Apple#52
After all the sorting and packing and agonising and waiting and hassling and wondering if … today we flew to New York! It hasn’t felt real for weeks - it really has felt like a projected fantasy with almost no concrete signs to confirm it actually happening - but when I saw the planes standing on the runways at the airport and handed over my suitcases I began to believe it!
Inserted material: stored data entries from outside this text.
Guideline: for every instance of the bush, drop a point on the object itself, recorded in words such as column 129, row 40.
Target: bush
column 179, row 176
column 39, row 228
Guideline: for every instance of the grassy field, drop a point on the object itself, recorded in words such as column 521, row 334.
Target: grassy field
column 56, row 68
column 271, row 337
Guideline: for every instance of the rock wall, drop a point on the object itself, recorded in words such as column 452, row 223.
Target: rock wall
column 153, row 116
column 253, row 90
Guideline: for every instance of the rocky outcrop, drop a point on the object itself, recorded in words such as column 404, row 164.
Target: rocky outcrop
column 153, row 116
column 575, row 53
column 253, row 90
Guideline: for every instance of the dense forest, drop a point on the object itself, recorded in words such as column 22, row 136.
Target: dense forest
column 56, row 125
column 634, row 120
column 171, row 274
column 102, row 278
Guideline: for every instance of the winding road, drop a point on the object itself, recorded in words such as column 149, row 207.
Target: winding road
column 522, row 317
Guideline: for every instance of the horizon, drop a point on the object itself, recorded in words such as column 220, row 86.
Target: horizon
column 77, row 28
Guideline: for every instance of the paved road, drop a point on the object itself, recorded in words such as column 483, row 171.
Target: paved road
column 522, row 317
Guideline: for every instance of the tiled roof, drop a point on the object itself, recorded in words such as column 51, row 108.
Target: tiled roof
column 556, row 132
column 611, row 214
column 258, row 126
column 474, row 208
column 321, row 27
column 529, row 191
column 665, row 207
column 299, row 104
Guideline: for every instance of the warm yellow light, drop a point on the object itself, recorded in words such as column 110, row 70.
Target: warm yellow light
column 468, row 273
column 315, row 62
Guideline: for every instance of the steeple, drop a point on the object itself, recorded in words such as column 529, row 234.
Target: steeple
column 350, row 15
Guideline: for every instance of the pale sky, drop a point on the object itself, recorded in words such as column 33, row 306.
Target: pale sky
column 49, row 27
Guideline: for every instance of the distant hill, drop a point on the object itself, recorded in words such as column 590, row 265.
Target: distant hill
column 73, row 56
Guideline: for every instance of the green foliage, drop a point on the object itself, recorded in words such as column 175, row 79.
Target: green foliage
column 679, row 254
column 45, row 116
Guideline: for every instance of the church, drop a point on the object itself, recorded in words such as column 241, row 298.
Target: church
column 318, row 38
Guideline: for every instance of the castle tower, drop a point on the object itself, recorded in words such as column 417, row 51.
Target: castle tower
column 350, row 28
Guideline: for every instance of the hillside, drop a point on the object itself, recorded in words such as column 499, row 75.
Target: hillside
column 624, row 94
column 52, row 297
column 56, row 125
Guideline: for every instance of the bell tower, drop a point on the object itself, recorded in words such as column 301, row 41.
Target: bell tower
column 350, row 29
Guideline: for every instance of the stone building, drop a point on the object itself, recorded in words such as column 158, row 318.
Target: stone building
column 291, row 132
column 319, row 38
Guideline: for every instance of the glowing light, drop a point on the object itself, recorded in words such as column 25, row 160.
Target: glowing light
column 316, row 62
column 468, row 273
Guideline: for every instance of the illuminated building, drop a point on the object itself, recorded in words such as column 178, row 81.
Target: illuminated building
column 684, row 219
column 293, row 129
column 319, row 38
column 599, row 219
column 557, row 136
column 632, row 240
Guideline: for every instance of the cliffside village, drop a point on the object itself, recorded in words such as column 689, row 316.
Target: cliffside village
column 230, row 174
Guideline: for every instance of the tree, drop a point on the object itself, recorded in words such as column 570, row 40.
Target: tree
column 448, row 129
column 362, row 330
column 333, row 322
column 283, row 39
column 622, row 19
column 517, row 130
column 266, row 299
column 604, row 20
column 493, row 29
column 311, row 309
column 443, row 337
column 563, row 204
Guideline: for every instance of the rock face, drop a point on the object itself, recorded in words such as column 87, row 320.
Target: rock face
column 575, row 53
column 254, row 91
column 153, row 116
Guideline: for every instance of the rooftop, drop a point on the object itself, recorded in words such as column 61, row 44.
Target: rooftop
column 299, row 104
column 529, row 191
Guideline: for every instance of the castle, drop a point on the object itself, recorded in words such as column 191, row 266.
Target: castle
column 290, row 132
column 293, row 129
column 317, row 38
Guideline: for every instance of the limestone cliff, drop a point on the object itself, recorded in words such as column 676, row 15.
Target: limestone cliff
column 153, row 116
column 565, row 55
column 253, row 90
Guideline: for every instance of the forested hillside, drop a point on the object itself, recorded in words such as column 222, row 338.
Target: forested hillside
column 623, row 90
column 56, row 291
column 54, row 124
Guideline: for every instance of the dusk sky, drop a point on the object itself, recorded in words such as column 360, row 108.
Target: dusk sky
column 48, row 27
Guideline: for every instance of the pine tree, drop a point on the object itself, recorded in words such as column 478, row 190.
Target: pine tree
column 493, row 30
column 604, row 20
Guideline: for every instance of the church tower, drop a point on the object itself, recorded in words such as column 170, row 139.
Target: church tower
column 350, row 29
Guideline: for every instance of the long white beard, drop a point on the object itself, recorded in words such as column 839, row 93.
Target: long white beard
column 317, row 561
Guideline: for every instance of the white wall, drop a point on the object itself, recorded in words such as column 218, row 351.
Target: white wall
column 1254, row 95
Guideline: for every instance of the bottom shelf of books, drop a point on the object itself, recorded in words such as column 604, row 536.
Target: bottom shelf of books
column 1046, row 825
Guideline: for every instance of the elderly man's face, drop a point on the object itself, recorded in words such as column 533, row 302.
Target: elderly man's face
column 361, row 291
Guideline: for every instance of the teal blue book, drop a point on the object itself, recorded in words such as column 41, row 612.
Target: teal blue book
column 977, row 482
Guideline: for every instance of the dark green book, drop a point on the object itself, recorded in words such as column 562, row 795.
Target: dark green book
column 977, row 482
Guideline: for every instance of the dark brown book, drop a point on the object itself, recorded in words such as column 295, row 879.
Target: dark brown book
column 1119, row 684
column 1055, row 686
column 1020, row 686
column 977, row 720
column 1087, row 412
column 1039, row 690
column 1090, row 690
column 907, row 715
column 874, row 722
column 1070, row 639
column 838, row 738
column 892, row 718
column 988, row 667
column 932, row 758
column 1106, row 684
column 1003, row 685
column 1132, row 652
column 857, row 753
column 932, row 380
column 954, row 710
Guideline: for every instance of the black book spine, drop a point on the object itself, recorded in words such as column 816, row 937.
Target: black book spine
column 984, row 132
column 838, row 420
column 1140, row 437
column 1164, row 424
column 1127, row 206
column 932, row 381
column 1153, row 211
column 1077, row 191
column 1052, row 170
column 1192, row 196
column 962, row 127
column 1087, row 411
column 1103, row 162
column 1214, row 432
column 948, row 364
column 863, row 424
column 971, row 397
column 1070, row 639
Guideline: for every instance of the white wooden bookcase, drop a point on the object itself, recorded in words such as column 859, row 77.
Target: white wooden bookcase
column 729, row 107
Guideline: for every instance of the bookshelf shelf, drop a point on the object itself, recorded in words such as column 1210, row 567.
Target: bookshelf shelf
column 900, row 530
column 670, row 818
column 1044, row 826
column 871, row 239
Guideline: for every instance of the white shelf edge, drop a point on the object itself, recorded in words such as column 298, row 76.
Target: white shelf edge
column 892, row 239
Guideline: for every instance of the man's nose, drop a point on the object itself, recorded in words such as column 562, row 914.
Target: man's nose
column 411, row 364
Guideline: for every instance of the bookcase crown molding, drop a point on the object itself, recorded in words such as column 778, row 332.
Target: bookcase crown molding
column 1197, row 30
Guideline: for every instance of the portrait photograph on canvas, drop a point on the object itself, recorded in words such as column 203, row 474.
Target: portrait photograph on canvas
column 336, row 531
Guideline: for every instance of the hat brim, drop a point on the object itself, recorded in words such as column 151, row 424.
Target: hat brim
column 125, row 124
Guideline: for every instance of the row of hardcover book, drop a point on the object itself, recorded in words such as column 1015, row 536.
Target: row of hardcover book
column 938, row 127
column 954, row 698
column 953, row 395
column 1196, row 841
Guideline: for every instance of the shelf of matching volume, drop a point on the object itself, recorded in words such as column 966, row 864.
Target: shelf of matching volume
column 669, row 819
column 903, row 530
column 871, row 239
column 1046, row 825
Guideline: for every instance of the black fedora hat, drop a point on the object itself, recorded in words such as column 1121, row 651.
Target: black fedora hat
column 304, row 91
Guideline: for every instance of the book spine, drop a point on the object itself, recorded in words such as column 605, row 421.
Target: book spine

I chose to watch a film called The Secret Scripture. This tells the story of an Irish woman who spent most of her adult life incarcerated in a psychiatric unit, enforced by the twisted and bigoted conspiring of various local Powers That Be, grieving the loss of her husband, her baby son and her freedom. She has recorded the most poignant elements of her story on the pages of her bible, her only lasting possession, with words, paintings, and reminiscent scraps of this and that, and in her old age she often sits clasping the book as if she needs its contents for her sense of self. Her memories have been disturbed by the treatments she has been forced to accept, but one thing she has held on to with all her strength: My baby was born after the late daffodils when the apple blossoms were in bloom.
The story ends with a happy homecoming, of course.
We had an amazing holiday in Japan in the summer, and although it was much later in the season than the traditional blossom festivals in Kyoto, the famous city of Geishas, I did come across some trees dancingly flushed with bright pink or white flowers. I always find the vibrancy of spring and summer exhilerating, but this autumn my eyes have been drawn again and again to the stark forms of bare-branched trees. (Remember Percy the Parkkeeper’s little friend the squirrel? “I don’t know if I like spring or autumn the best” - that’s me, every year!). I love the individuality of tree shapes, whether dark and stiff or wispy and bending in the breeze, whether tidily symmetrical or imprecisely free-form. There is something different about stark beauty that needs to be paid more attention, but I like the way it makes me wonder at what I see. At home I have some favourite trees that I enjoy whenever I pass them, be-leaved or de-leaved, and I warm to them as if they are somehow personal to me, like familiar friends. (Is that peculiar?) I look forward to finding some New York tree specials. (Okay, okay, I’ll include a poem I wrote a few years ago about an autumn tree. See the next post.)
As it happens, we celebrated our arrival here this evening with a beer and a ramen soup in a Japanese restaurant round the corner.
Our flat for a month is in Upper East Side, a short distance from Central Park. Today’s temperature is a surprising 16C, which doesn’t bode well for the fulfillment of the dream of a white Christmas ice skating in the park, but you never know. If I have learned one thing in these weeks of not being able to predict what life will bring (and when it might bring it), it is that enjoying what is is much better than yearning for what is not, because surprising and lovely things happen just like that.
We have enough room in this furnished flat for our three adult children to join us here for Christmas. In only a fortnight they will all be with us! But one of the first tasks for our first day, tomorrow, will be to start the search for an unfurnished 2 bedroom apartment much closer to Luca’s office, which we will move to in January. We have not brought any furniture with us so we will then spend a bit of time finding cheap and cheerful things things to live with for our time here.
And now it is time to crash out after a long long day.